“Parenting is a unique opportunity to bring meaning and life satisfaction to someone who is otherwise unable to maintain full time productivity. Parenting with ME/CFS is very possible if everyone is willing to make the adjustments needed. ” Lucinda Bateman MD
Women with ME/CFS face challenging choices when it comes to pregnancy and child raising. In this month’s education meeting (August 2018), Peggy Rosati Allen, a certified nurse midwife and nurse practitioner with a PhD, presents childbearing research and strategies, then moderated a panel of three mothers with ME/CFS to explore the process of pregnancy and postpartum ramifications.
Professor Allen acknowledges the difficulties inherent in parenting with ME/CFS, explaining that the decision about whether or not to bear children is really a personal one, and ideally should be made thoughtfully, with careful consideration about your life circumstances – what are your most important dreams and aspirations for your life … [or] life as a couple? … What are the limits of illness … and what are your resources for support?”

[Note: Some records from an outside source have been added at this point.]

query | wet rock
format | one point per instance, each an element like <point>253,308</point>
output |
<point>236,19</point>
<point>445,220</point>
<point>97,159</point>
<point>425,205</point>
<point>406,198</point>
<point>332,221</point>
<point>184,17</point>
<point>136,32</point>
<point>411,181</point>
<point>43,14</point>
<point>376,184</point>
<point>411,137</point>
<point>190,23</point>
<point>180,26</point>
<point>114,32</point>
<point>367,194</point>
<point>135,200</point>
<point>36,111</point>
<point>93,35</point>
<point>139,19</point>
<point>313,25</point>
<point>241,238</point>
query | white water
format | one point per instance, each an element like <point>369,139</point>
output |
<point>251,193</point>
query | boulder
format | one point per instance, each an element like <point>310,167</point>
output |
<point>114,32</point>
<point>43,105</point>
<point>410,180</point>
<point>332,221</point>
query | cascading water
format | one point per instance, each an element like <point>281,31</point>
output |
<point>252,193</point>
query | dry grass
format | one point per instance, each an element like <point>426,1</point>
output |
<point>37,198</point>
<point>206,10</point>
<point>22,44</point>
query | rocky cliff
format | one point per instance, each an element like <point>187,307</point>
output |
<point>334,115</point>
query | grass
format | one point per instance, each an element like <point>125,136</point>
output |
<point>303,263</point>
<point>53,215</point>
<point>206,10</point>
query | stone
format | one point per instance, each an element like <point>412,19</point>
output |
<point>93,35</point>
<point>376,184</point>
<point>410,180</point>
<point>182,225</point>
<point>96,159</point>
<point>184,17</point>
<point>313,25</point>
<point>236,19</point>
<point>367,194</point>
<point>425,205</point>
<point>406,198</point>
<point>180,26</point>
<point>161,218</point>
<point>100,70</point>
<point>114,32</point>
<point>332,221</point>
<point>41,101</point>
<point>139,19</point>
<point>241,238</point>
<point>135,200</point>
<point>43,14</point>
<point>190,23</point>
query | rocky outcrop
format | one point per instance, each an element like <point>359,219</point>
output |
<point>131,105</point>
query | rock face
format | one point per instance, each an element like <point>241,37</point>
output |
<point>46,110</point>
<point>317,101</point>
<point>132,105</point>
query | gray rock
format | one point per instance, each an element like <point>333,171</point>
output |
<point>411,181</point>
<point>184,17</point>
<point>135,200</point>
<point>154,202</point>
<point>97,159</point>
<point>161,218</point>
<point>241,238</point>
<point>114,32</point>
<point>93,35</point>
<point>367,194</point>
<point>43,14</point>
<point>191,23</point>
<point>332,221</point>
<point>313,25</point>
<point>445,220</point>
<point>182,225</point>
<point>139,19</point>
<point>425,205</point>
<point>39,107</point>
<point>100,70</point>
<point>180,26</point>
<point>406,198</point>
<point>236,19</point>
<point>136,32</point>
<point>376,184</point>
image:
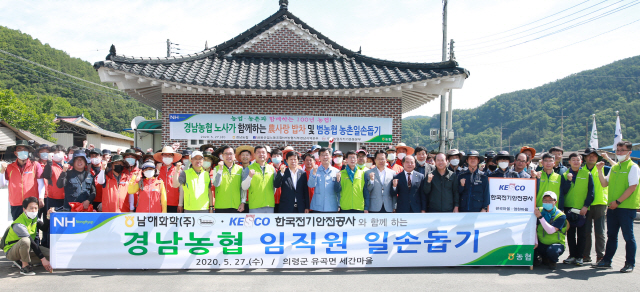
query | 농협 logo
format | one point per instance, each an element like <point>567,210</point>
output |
<point>206,221</point>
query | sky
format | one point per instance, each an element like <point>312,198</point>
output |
<point>506,45</point>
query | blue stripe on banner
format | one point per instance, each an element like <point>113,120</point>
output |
<point>74,223</point>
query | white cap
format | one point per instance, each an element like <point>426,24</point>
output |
<point>550,194</point>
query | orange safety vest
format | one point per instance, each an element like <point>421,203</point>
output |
<point>22,184</point>
<point>173,194</point>
<point>149,195</point>
<point>115,196</point>
<point>53,191</point>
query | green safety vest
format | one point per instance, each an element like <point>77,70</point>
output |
<point>352,196</point>
<point>579,188</point>
<point>196,190</point>
<point>548,183</point>
<point>619,182</point>
<point>228,193</point>
<point>556,237</point>
<point>13,238</point>
<point>601,193</point>
<point>261,190</point>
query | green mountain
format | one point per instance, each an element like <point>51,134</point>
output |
<point>531,117</point>
<point>33,90</point>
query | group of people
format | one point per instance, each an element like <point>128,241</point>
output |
<point>570,202</point>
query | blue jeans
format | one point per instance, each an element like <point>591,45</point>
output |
<point>550,252</point>
<point>621,219</point>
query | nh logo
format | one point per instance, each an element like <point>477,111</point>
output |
<point>64,222</point>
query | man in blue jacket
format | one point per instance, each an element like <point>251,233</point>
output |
<point>474,186</point>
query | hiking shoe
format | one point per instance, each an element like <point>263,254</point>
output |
<point>602,265</point>
<point>27,271</point>
<point>627,269</point>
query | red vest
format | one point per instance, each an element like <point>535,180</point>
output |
<point>173,194</point>
<point>149,195</point>
<point>115,196</point>
<point>22,184</point>
<point>53,192</point>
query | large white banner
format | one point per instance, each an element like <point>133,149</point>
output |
<point>510,195</point>
<point>284,127</point>
<point>251,241</point>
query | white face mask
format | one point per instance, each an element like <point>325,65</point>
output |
<point>58,157</point>
<point>621,157</point>
<point>149,173</point>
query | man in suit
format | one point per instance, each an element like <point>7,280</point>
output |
<point>407,187</point>
<point>378,186</point>
<point>294,192</point>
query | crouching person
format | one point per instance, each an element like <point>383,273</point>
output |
<point>551,230</point>
<point>20,244</point>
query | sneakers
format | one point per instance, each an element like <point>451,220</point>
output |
<point>27,271</point>
<point>602,265</point>
<point>627,268</point>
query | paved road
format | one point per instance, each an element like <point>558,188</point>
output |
<point>569,278</point>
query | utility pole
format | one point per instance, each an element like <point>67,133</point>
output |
<point>443,98</point>
<point>561,116</point>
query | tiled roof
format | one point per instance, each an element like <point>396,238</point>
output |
<point>247,62</point>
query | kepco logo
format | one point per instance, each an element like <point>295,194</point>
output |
<point>511,187</point>
<point>249,221</point>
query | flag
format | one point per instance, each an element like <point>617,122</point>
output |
<point>594,135</point>
<point>618,137</point>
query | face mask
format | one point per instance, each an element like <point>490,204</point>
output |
<point>149,173</point>
<point>23,155</point>
<point>131,161</point>
<point>31,215</point>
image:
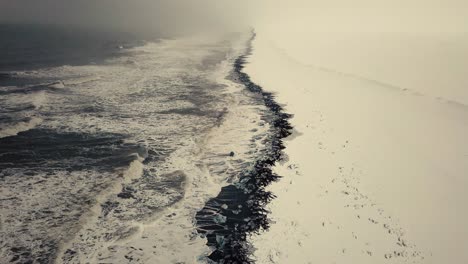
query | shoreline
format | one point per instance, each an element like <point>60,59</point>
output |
<point>239,209</point>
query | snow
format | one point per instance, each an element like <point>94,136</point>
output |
<point>376,171</point>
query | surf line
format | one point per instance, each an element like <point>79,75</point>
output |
<point>239,209</point>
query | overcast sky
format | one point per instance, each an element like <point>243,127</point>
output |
<point>168,15</point>
<point>189,15</point>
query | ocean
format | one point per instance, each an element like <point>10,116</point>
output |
<point>108,141</point>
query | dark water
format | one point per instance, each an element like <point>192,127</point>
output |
<point>29,47</point>
<point>103,133</point>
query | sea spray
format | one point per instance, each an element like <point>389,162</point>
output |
<point>241,206</point>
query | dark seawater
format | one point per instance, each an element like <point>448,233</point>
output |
<point>110,145</point>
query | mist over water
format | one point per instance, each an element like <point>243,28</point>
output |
<point>148,17</point>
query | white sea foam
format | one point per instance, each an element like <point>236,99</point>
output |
<point>19,127</point>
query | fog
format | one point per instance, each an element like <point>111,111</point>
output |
<point>156,16</point>
<point>182,16</point>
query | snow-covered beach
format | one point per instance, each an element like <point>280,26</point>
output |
<point>376,169</point>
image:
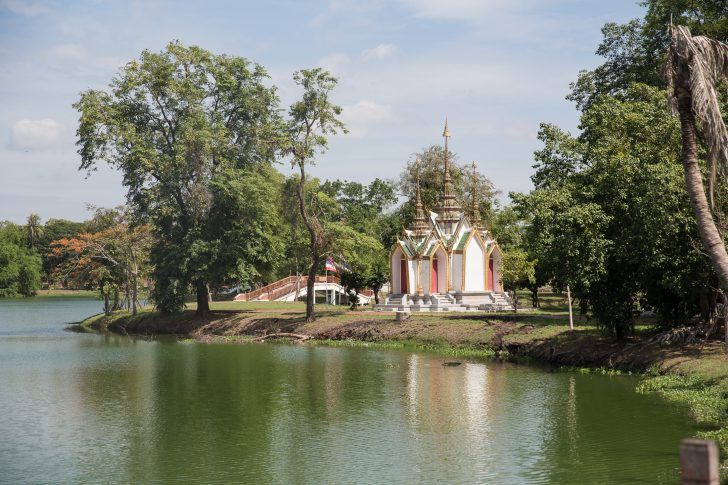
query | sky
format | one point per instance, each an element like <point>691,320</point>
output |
<point>494,68</point>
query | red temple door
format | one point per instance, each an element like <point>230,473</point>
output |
<point>403,275</point>
<point>434,280</point>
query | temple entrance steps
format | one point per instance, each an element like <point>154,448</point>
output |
<point>440,299</point>
<point>501,303</point>
<point>444,302</point>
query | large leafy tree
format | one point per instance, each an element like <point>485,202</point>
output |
<point>20,268</point>
<point>179,124</point>
<point>115,258</point>
<point>610,215</point>
<point>310,121</point>
<point>635,52</point>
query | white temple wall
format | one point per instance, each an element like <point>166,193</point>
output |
<point>456,274</point>
<point>412,268</point>
<point>442,274</point>
<point>498,270</point>
<point>425,275</point>
<point>395,267</point>
<point>474,267</point>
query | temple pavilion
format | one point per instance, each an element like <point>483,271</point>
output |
<point>445,260</point>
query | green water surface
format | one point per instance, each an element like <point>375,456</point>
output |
<point>109,409</point>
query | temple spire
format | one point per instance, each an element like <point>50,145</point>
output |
<point>474,212</point>
<point>448,209</point>
<point>419,223</point>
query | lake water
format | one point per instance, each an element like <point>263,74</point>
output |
<point>109,409</point>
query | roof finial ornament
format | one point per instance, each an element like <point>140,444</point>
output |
<point>448,209</point>
<point>475,213</point>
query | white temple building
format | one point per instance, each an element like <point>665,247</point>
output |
<point>445,261</point>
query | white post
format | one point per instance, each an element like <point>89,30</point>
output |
<point>571,315</point>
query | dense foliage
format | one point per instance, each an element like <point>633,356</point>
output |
<point>609,215</point>
<point>20,265</point>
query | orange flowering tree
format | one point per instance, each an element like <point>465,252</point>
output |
<point>113,259</point>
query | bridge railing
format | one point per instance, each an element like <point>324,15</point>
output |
<point>282,287</point>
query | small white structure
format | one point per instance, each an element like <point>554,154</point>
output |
<point>445,261</point>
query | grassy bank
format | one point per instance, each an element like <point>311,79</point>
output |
<point>694,375</point>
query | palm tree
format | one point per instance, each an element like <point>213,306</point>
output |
<point>34,230</point>
<point>694,66</point>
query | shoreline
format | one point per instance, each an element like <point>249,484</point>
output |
<point>694,374</point>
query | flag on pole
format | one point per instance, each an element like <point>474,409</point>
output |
<point>342,264</point>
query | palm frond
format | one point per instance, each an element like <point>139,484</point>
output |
<point>698,64</point>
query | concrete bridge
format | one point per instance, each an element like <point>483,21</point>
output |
<point>293,288</point>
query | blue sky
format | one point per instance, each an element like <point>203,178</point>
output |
<point>495,68</point>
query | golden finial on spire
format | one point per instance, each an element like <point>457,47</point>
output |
<point>474,212</point>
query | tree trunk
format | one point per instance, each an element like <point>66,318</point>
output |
<point>709,234</point>
<point>134,294</point>
<point>315,231</point>
<point>310,292</point>
<point>571,313</point>
<point>203,299</point>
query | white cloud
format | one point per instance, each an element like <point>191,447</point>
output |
<point>73,52</point>
<point>360,116</point>
<point>452,9</point>
<point>336,63</point>
<point>35,134</point>
<point>20,7</point>
<point>382,51</point>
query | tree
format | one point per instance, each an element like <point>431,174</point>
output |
<point>20,268</point>
<point>112,259</point>
<point>310,120</point>
<point>176,124</point>
<point>695,65</point>
<point>610,216</point>
<point>365,257</point>
<point>634,52</point>
<point>518,272</point>
<point>34,230</point>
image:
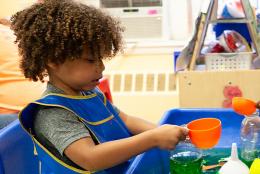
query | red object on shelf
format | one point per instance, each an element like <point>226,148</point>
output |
<point>104,87</point>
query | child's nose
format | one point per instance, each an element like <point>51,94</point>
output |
<point>100,65</point>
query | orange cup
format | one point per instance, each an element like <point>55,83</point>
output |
<point>205,133</point>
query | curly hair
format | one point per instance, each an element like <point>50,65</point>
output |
<point>57,30</point>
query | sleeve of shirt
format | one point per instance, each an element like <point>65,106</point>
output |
<point>61,127</point>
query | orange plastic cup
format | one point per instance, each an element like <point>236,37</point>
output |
<point>205,133</point>
<point>243,106</point>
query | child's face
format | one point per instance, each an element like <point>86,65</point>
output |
<point>77,75</point>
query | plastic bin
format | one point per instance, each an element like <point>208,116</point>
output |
<point>157,161</point>
<point>16,149</point>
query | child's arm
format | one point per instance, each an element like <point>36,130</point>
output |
<point>136,125</point>
<point>97,157</point>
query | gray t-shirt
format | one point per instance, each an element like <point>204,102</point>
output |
<point>56,128</point>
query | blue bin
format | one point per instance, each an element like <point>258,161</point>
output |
<point>16,151</point>
<point>156,161</point>
<point>16,148</point>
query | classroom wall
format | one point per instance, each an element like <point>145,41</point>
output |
<point>9,7</point>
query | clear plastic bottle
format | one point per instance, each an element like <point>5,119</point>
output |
<point>250,138</point>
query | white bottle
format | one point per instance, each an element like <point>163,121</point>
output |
<point>250,138</point>
<point>234,165</point>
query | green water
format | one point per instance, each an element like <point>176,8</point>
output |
<point>249,156</point>
<point>184,163</point>
<point>209,157</point>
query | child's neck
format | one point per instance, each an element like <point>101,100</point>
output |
<point>66,89</point>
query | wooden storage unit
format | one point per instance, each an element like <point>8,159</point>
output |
<point>204,89</point>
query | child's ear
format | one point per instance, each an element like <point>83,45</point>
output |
<point>51,65</point>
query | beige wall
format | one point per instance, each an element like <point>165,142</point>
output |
<point>9,7</point>
<point>149,106</point>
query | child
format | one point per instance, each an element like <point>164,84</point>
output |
<point>74,127</point>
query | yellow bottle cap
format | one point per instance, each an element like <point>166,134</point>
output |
<point>255,167</point>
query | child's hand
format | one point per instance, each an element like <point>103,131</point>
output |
<point>168,136</point>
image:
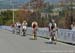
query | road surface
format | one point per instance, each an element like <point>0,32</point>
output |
<point>12,43</point>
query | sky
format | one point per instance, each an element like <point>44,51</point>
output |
<point>6,3</point>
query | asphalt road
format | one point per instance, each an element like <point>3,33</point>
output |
<point>12,43</point>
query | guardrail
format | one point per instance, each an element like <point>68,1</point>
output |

Professor Allen explores the research surrounding ME/CFS and pregnancy to help people better set expectations and assess their resources. While the research literature is disappointingly scarce and slow-moving, it does suggest several important pieces of information. For those who wish to study this research in more depth, Professor Allen recommends the 2004 research paper, A comparison of pregnancies that occur before and after the onset of chronic fatigue syndrome by Richard S. Schacterle and Anthony L. Komaroff as the most comprehensive information to date, a questionnaire sent to 86 women with 252 pregnancies before and after the onset of CFS.
Below are several key findings about pregnancy with ME/CFS:
- Fertility and pregnancy issues are more common in women with ME/CFS than in women without ME/CFS, but these issues are sometimes treatable
- There may be a “higher rate of first trimester miscarriages”
- ME/CFS symptoms tend to remain the same or improve during pregnancy
- There is “no increase in complications like preeclampsia, gestational diabetes, preterm labor, or low weight babies” for women with ME/CFS
- Though this topic has not been specifically studied, there is “no current evidence that ME/CFS can be passed on to the fetus during pregnancy or through the mother’s milk, even for women with post-viral onset ME/CFS in spite of evidence the illness has a familial pattern
- The “physiologic stress of childbirth may trigger ME/CFS relapse … typically at 3-6 months postpartum, which is often times severe”
After covering the research around the risks to mother and child associated with ME/CFS, Professor Allen discussed key actions for women who wish to go ahead with childbirth. These approaches, while they do not guarantee a perfect pregnancy, can significantly ease the physical, mental, and emotional burdens associated with childbirth.
First, consult with good medical providers:
- Talk with your women’s health care provider — and ME/CFS specialist if you have one — before you conceive
- Seek an OB provider who either has experience with high risk pregnancies, and ME/CFS or who is willing to learn
- Consider a doula. These professionals can provide a wide range of services, from education, to physical and emotional support during labor, to postpartum assistance.
Second, prepare your body and mind for the demands of pregnancy:
- Talk with your medical provider about what medications may need to be discontinued during pregnancy, and the associated risks and benefits. Happily, a surprising number of medications are safe for use during pregnancy and many can be stopped without too much problem.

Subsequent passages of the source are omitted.